According to RogerEbert.com, several of these films — particularly The French Connection and A Clockwork Orange — remain benchmark achievements in their respective genres, and critics consistently cite them among the best films ever made. Nevertheless, the Taste Buds treat the bracket as a live debate rather than a history lesson. A lean, uncompromising film like Wanda goes toe-to-toe with a five-time Oscar winner, and the argument carries genuine stakes.
Ultimately, this episode rewards listeners who have followed the full season — and serves as an ideal entry point for anyone discovering Movie of the Year for the first time. Above all, it makes the case that 1971 stands among the most consequential single years in cinema history.

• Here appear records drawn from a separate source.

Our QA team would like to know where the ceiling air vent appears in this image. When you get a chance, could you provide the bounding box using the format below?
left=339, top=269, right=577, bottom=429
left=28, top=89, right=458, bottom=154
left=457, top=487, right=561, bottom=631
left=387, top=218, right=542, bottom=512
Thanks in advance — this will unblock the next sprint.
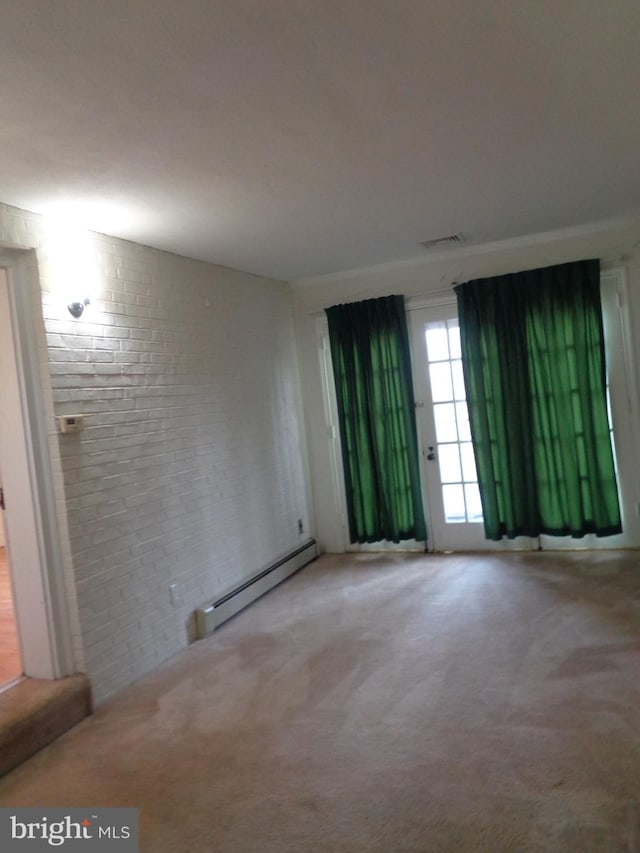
left=420, top=234, right=464, bottom=249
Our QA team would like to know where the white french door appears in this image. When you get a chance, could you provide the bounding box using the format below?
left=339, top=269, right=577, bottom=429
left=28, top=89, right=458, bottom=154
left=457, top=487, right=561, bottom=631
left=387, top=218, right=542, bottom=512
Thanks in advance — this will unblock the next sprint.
left=409, top=272, right=640, bottom=551
left=410, top=302, right=537, bottom=551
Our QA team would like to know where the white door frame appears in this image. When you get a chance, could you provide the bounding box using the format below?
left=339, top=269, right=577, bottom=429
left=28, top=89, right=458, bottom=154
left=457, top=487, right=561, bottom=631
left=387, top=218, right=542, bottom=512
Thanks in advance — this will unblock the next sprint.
left=0, top=251, right=75, bottom=678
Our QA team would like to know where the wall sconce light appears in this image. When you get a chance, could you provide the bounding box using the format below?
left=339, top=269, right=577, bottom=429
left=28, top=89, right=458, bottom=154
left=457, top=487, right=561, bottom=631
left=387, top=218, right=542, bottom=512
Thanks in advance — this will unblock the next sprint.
left=67, top=296, right=91, bottom=318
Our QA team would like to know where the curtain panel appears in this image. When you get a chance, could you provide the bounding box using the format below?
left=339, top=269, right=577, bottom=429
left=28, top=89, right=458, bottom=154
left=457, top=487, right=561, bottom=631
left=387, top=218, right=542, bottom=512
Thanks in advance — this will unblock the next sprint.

What is the Movie of the Year 1971 finale episode about?
The Movie of the Year 1971 finale covers four Elite Eight matchups and the championship round, crowning the best film of 1971. Ryan, Mike, and Greg also present five major awards — Best Sex, Best Violence, Musical Moment, Best Actor, and Best Actress — before naming the season champion.
Which films competed in the 1971 Elite Eight?

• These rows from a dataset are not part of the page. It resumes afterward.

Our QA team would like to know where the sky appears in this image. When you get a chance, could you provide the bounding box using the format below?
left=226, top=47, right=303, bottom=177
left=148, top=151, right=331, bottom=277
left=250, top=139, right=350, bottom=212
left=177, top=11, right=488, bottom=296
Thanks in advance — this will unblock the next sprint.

The four Elite Eight matchups were: A Clockwork Orange vs. The Devils, Harold and Maude vs. McCabe and Mrs. Miller, Wanda vs. The Conformist, and The French Connection vs. The Last Picture Show.
What awards are presented in the finale?
Five awards are presented: Best Sex (Battle 90), Best Violence (Battle 91), Musical Moment (Battle 92), Best Actor (Battles 93–94), and Best Actress (Battles 93–94). Each award draws nominees from across the full 1971 season, with each Taste Bud contributing their personal picks.
Who are the Taste Buds?
The Taste Buds are Ryan, Mike, and Greg — the three co-hosts of Movie of the Year on the PopFilter podcast network. Each season they debate and rank films through a bracket tournament until one film earns the title of Movie of the Year.

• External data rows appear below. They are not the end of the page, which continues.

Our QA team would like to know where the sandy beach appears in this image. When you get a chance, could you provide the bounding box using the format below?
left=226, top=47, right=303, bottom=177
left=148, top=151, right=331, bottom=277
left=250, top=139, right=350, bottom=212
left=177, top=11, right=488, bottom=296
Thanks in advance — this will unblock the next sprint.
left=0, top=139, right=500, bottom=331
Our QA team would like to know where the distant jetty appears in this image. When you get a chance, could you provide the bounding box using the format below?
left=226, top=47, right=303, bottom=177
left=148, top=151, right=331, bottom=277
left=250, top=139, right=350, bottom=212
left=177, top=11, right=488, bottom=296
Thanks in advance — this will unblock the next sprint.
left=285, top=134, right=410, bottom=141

What film won Movie of the Year 1971?
Listen to the Movie of the Year 1971 finale to find out which film the Taste Buds crowned as the best of 1971. No spoilers on this page.
Is The French Connection the best film of 1971?
The French Connection won five Academy Awards in 1972, including Best Picture and Best Director for William Friedkin — making it the year's consensus critical and commercial champion. However, the Movie of the Year bracket asks whether that consensus holds up against deeper cuts like McCabe and Mrs. Miller or Wanda. Listen to the finale to hear how the argument lands.
What are the best movies of 1971?
The Movie of the Year 1971 bracket covered a remarkable field: The French Connection, A Clockwork Orange, The Last Picture Show, Harold and Maude, McCabe and Mrs. Miller, Wanda, The Conformist, The Devils, Dirty Harry, Straw Dogs, Sweet Sweetback's Baadasssss Song, and Willy Wonka and the Chocolate Factory. The finale crowns the Taste Buds' pick for the best of the year.
Is Wanda (1970) eligible as a 1971 film?
Wanda premiered at the Venice Film Festival in 1970 but received its wider U.S. release in 1971 — the year the Movie of the Year bracket covers. Barbara Loden wrote, directed, and starred in the film. Critics widely regard it as a landmark of American independent cinema.